Advocates of distributed architectures favor this model because of its flexibility. It allows VoIP applications to be treated like any other distributed IP application, and it allows the flexibility to add intelligence to either endpoints or call-control devices, depending on the business and technology requirements of the network. Distributed architectures are usually well understood by engineers who run IP data networks. Critics of distributed architectures commonly point to the existing PSTN infrastructure as the only reference model that should be used when trying to replicate legacy voice services. They also note that distributed networks tend to be more complex.

H.323

H.323 was originally created to provide a mechanism for transporting multimedia applications over local-area networks. Although H.323 is still used by numerous vendors for videoconferencing applications, it has rapidly evolved to address the growing needs of VoIP networks. Because of its early availability and these advancements, H.323 is currently the most widely used VoIP signaling and call-control protocol, with international and domestic carriers relying on it to handle billions of minutes of use each year.

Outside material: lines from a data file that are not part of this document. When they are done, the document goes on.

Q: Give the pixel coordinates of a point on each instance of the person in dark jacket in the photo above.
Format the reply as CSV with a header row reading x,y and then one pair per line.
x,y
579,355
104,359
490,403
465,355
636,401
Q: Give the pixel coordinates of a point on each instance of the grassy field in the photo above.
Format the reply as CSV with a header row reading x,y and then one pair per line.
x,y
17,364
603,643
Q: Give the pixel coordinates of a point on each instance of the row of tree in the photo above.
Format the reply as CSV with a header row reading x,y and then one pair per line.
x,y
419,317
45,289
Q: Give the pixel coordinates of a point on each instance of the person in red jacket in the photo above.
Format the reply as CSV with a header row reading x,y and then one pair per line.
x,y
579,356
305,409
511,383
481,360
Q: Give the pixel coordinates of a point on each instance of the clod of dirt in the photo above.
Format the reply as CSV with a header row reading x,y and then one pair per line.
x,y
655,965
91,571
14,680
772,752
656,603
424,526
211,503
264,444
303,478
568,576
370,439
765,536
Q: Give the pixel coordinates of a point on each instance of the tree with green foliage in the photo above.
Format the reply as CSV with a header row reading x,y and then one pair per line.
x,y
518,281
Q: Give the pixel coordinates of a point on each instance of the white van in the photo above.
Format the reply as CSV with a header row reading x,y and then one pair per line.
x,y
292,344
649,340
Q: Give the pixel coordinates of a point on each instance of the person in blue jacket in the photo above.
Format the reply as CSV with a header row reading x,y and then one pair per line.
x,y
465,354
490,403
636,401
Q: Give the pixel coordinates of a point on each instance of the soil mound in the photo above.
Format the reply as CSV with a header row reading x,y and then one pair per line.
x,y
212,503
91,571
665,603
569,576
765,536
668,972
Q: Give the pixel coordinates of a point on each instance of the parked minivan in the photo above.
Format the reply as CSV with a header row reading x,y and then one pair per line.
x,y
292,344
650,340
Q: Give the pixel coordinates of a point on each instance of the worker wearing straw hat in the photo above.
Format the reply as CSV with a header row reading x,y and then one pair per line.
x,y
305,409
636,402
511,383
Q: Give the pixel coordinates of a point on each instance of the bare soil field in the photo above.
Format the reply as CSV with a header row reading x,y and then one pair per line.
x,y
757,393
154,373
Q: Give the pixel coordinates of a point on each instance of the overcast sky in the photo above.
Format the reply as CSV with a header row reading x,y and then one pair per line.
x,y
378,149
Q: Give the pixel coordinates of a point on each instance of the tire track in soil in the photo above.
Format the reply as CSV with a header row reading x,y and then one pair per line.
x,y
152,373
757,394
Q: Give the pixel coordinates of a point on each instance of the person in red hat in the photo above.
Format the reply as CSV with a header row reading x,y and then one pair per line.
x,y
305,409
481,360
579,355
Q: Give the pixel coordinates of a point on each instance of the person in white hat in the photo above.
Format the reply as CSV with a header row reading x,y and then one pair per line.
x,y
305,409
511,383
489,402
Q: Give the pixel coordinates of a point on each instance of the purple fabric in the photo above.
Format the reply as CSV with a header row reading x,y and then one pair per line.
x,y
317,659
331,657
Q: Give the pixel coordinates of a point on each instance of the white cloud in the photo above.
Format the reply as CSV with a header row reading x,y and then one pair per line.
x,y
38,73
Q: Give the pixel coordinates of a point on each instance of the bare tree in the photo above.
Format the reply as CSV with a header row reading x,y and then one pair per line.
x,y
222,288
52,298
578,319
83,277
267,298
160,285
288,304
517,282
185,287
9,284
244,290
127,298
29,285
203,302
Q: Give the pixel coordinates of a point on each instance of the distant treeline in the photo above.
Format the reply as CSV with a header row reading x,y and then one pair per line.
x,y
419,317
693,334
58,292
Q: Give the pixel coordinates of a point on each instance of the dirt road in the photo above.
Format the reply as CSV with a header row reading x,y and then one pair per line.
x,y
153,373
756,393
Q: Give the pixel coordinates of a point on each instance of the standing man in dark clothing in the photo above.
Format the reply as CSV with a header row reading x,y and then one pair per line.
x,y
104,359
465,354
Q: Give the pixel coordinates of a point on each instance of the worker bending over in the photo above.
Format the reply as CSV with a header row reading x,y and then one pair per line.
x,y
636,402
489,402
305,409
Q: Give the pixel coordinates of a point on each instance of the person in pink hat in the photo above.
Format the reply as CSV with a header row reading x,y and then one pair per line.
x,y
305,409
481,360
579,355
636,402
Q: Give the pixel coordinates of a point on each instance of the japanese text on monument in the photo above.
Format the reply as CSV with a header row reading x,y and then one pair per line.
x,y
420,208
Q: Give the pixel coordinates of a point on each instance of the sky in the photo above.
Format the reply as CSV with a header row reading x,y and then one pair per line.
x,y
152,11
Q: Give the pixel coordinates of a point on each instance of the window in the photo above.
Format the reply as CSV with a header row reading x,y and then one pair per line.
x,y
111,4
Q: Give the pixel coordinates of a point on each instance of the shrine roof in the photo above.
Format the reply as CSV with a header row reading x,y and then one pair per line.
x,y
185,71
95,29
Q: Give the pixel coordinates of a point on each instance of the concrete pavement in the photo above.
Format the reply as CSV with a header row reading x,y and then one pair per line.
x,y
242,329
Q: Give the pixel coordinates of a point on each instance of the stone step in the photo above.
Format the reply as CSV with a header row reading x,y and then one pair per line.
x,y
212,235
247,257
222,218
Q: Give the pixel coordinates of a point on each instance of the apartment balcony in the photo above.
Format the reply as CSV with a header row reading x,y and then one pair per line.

H.323 is considered an "umbrella protocol" because it defines all aspects of call transmission, from call establishment to capabilities exchange to network resource availability. H.323 defines Registration, Admission, and Status Protocol (RAS) protocols for call routing, H.225 protocols for call setup, and H.245 protocols for capabilities exchange.

Figure 1
H.323 Networks

H.323 is based on the Integrated Services Digital Network (ISDN) Q.931 protocol, which allows it to easily interoperate with legacy voice networks such as the PSTN or Signaling System 7 (SS7).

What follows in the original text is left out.